You can generate JSON files yourself, or use one of the several convertors that come with Tsakorpus. The convertors are located in the src_convertors directory. A convertor takes a collection of files in one of the source formats, as well as a number of additional setting files, and converts them to the Tsakorpus JSON. You can find out more here.

Normally, conversion takes 1-10 minutes per million tokens. However, if the source convertor has to cut media files, this may take much longer (up to several hours per million tokens).

Indexing

In order to index a copus, you have to adjust settings in the conf directory and put plain or gzipped JSON files to corpus/%corpus_name%. It is important to choose a unique name for the corpus, as it defines the names of the Elasticsearch database indexes where it is stored.

After these preliminary steps, you have to launch indexator/indexator.py and wait until it reports that the corpus has been successfully indexed or that something went wrong. The indexator basically transfers the source JSON files to the database with minor technical additions. Besides, it calculates statistics such as word frequencies, which it also puts to the database. In the course of indexing, it stores all word types with their statistics in the memory, which can lead to huge memory consumption in the case of large corpora (>> 50 million tokens; see the subsection below).

If you have lots of files and only want to test Tsakorpus on a small sample of them before putting it to production, you can set the sample_size parameter in corpus.json.

The indexator creates following elasticsearch indexes:

  • %corpus_name%.sentences – main index: all sentences of the corpus;

  • %corpus_name%.docs – metadata for corpus documents;

  • %corpus_name%.words – contains three types, lemma, word and word_freq. The instances of the first two are all lemma / word types with statistics (identical word forms with different annotations are considered different types). Each instance of the latter contains frequency statistics for each (word, document) tuple.

You can find out more here.

Memory and disk space consumption

(If your corpus contains less than 1 million tokens or 100,000 sentences, you may safely skip this subsection.)

During the indexation phase, there are following primary causes of memory consumption:

  • Elasticsearch server, which processes requests of the Python indexator;

  • The word types, which are temporarily stored in memory by the indexator until the entire corpus has been indexed;

  • The source JSON documents, each of which is normally first read and loaded into memory, and only then processed.

Loading a source JSON document may require significantly more memory than it takes to store it on a hard drive. Consequently, loading large documents (> 100 Mb, which can happen in the case of e.g. long novels with heavy annotation) may lead to memory errors. If a memory error occurs, the file will still be indexed, but with a much slower iterative JSON parser (ijson).

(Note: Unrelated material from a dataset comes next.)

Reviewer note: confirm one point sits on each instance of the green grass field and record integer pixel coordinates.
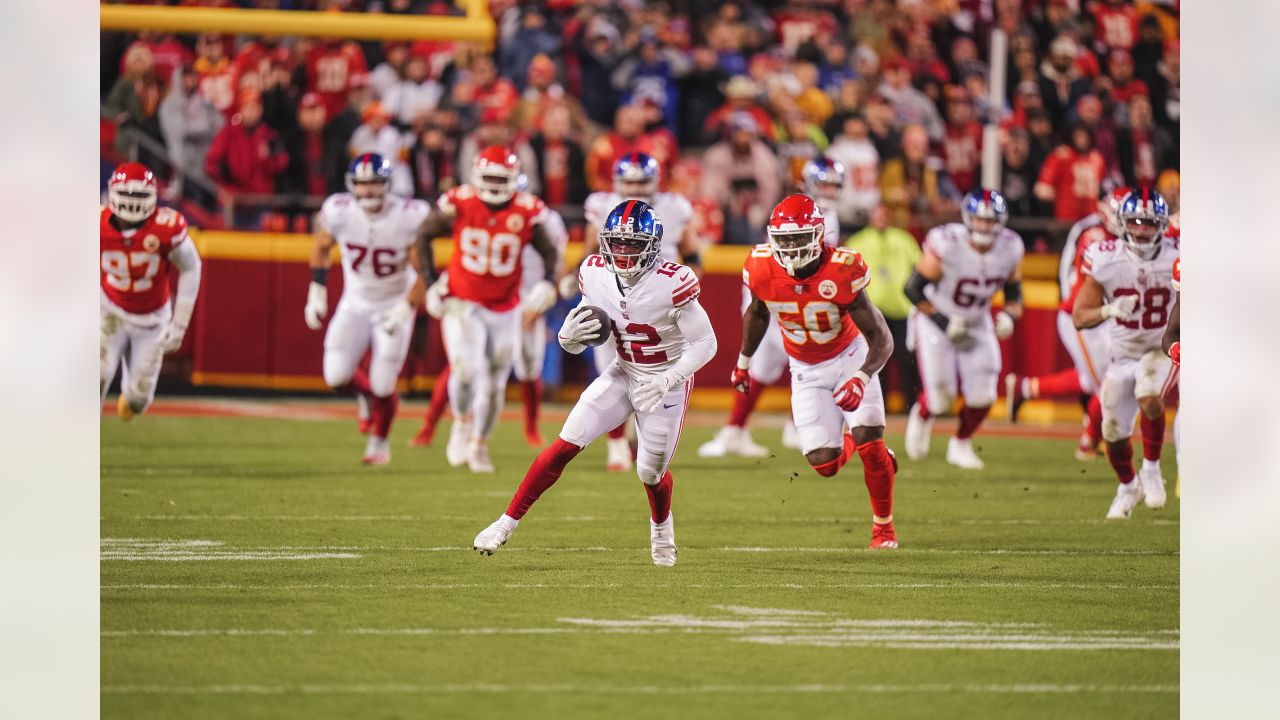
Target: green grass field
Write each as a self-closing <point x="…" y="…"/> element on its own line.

Memory consumed by Elasticsearch does not depend on the size of the corpus. Under default settings, it occupies 2 Gb of memory. You have to increase that amount in the Elasticsearch settings (jvm.options file, the parameters are called Xms and Xmx) if you have a large corpus (e.g. at least 4 Gb for 20 million tokens or 8 Gb for 200 million tokens).

Memory consumed by the indexator itself non-linearly depends on several parameters (number of tokens, number of sentences and number of documents), but for the sake of simplicity it can be thought of as depending on the number of tokens more or less linearly. The constant depends, of course, on the amount of annotation you have. In case of full morphological annotation, a ratio of 60-80 Mb per million tokens (for corpora containing 10-50 million tokens) can be expected.

The disk space required by the index depends primarily on the size of the corpus. Again, in case of full morphological annotation, you can expect 1 million tokens to take 0.5-0.7 Gb of disk space.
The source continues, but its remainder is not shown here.